BBC History Magazine

Revolution and repression

MARTYN RADY admires the smartly written story of a nation that has veered from freedom-fighting to corrupt dictatorsh­ips

- Martyn Rady is professor of central European history at UCL, and author of Customary Law in Hungary (OUP, 2015)

Hungary: A Short History by Norman Stone Profile Books, 288 pages, £16.99

Back in the 15th century, one king of Hungary offended his foreign guests by serving them overseason­ed food. And over the years, Hungary itself has presented something of an acquired taste. There have been long periods when it was thought highly palatable. In the aftermath of Hungary’s failed 1848–49 War of Independen­ce against the Habsburgs, the exiled revolution­ary leader Lajos Kossuth was feted by British and US audiences, while his Austrian adversary, General Haynau, was chased by draymen down Southwark’s Borough High Street. In the late 19th century, Hungary did a plausible impression of constituti­onal government with a parliament building that even looked like the Palace of Westminste­r (with the dome of St Paul’s on top). Then, in October 1956, its freedom fighters set a new standard of courage and exposed the harshness of communist rule. In the months afterwards, the British Communist party lost a third of its members.

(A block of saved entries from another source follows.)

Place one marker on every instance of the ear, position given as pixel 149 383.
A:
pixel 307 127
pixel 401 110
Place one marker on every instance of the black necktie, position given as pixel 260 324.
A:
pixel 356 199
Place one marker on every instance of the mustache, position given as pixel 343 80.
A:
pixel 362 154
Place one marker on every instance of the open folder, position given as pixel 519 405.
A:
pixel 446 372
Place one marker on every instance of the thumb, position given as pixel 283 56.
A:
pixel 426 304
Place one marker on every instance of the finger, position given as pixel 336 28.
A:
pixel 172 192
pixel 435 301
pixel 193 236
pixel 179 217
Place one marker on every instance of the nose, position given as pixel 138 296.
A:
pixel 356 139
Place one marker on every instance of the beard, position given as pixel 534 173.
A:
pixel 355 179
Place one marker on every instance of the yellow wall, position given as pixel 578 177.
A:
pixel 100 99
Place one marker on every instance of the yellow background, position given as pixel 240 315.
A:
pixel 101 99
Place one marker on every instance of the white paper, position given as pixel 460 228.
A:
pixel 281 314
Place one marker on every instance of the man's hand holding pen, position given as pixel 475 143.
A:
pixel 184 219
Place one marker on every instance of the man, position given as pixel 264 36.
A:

But between these times, the flavour has been more pungent. At the start of the last century, western visitors discovered that, beneath its liberal facade, the Hungarian government was behaving in a savage fashion towards its national minorities. In 1914 and 1940, the country lined up with Germany, and during the Holocaust participat­ed in the murder of Jews. Then, in defeat, Hungary’s politician­s kowtowed to Moscow, with their leader becoming ‘Stalin’s most loyal pupil’. Now, Hungary is fast becoming a byword for dictatorsh­ip, covert antisemiti­sm and industrial-scale corruption.

Norman Stone’s history of Hungary fizzes with narrative elan and startling anecdotes: that the Austro-Hungarian emperor Franz Joseph brought his own bottled water when visiting Budapest; that during the great inflation of 1946, 3 trillion pengő bought only a chicken, a bottle of olive oil and a few vegetables. The emphasis is firmly on the modern period; even so, the 20 pages that take the reader from the Middle Ages to 1848 are full of insights.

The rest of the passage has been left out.